Kleine Anfrage der Abgeordneten Annalena Baerbock, Oliver Krischer, Marieluise Beck (Bremen), weiterer Abgeordneter und der Fraktion BÜNDNIS 90/DIE GRÜNEN
– Drucksache 18/13083 –
Fortgang der russischen Ostsee-Pipeline Nord Stream 2
Im Jahr 2015 hat der russische Energieversorger Gazprom gemeinsam mit E.on, Shell, Engie, OMV und BASF/Wintershall den Ausbau der Nord-Stream-Pipeline vereinbart, mit der zusätzliches Erdgas aus Russland nach Deutschland geliefert werden soll. Konkret soll die Kapazität der bestehenden Pipeline bis 2019 um 55 Milliarden Kubikmeter verdoppelt werden. Nach Einschätzung der Fragesteller wird die europäische Gasnachfrage langfristig sinken. Während der russische Staatskonzern Gazprom alleiniger Projektträger ist, wird die Pipeline über eine Finanzierungsvereinbarung noch immer hälftig über europäische Energiekonzerne mitfinanziert. Da es bisher keinen europäischen Rechtsrahmen für die Ostsee-Pipeline gibt, hat die Europäische Kommission nun einen entsprechenden Vorstoß für ein Verhandlungsmandat über die Bedingungen zum Betrieb der Pipeline gemacht, der künftig unter den EU-Energieministern beraten werden soll (http://europa.eu/rapid/press-release_IP-17-1571_en.htm, http://europa.eu/rapid/pressrelease_IP-17-1571_en.htm).

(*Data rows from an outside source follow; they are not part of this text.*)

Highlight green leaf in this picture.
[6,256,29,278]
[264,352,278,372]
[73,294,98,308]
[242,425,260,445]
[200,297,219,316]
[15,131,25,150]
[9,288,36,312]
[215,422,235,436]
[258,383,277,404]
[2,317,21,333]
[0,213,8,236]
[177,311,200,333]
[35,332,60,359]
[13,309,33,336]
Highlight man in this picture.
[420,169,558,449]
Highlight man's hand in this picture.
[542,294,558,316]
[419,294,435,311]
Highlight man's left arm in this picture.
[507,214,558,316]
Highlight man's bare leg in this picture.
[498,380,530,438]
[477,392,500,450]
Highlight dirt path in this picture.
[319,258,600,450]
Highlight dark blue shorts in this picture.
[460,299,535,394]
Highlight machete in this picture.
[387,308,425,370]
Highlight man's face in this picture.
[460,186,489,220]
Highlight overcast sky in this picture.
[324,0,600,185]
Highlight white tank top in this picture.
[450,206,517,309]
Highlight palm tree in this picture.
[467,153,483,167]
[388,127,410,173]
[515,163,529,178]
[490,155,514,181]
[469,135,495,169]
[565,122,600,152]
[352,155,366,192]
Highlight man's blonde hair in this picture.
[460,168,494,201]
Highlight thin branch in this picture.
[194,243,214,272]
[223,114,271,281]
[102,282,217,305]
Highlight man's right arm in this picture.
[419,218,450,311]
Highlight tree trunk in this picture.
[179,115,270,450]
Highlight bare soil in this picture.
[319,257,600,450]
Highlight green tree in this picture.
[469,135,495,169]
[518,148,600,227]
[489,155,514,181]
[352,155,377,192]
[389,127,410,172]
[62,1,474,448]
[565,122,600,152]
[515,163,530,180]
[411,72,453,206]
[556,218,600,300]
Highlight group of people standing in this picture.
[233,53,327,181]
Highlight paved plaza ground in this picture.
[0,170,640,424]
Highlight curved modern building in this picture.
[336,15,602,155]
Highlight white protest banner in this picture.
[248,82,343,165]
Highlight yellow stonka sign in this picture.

Wir haben die Bundesregierung zu diesem Thema befragt. Hier eine Zusammenfassung und Bewertung der Kleine Anfrage „Fortgang der russischen Ostsee-Pipeline Nord Stream 2“ (BT-Drs. 18/13083) der Grünen Bundestagsfraktion vom 24. Juli 2017 mit den aus unserer Sicht wichtigsten Aspekten:
Die Antwort der Bundesregierung zeigt, dass sie sich zu diesem klima-, europa- und sicherheitspolitisch hoch problematischen Projekt nicht politisch positionieren will, es dadurch aber auch indirekt laufen lässt.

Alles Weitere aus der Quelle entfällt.